Por lo que se sabe, todo apuntaría a que se trató de un episodio de autocensura, cobardemente asentado sobre la precariedad de una planta que todavía no tenía licencia plena para una señal abierta. Pero aun cuando no hubiera habido una expresa reconvención de Miraflores, está claro que el dueño de la planta actuó por miedo, y por miedo los medios impresos no dieron cuenta del desaguisado, ni fue elevado el asunto ante la Sociedad Interamericana de Prensa, ni el Ministro de la Secretaría de la época—Alfredo Peña, periodista—ni el Canciller del momento—José Vicente Rangel, periodista—ni la Jefa de la Oficina Central de Información—Carmen Ramia—ligada a un importante periódico, dejaron oír su voz ante la evidente vulneración de la libertad de expresión. Entretanto el Presidente del Colegio Nacional de Periodistas, Sr. Levy Benshimol, con posterioridad al hecho y en vez de manifestar su alarma, entregaba sendas placas de «reconocimiento», a los colegas fablistanes que en ese entonces estaban en el gobierno, incluidos los ministros mencionados y el también periodista Alexis Rosas, en aquel año Gobernador de Anzoátegui.

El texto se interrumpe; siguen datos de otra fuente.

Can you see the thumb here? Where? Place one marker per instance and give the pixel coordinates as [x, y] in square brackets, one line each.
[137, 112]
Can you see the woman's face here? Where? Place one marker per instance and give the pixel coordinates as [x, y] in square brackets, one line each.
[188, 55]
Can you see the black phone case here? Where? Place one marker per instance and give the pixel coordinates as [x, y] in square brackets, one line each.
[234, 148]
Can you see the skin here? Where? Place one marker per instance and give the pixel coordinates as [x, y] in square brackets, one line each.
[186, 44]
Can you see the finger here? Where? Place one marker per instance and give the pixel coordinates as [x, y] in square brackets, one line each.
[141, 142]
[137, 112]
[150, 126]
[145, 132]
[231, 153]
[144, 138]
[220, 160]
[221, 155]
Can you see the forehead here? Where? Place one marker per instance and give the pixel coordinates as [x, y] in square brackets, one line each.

Es el miedo que ciertos cirujanos políticos, despreciativos de la ética más elemental, como Hugo Chávez Frías, inspiran con su irresponsable conducta. Menos mal que el pueblo le ha ido perdiendo el miedo a quien, con perdón de los profesionales quirúrgicos, he venido caracterizando como cirujano. Un actor político interesante, sin duda, claramente inconsciente de sus limitaciones.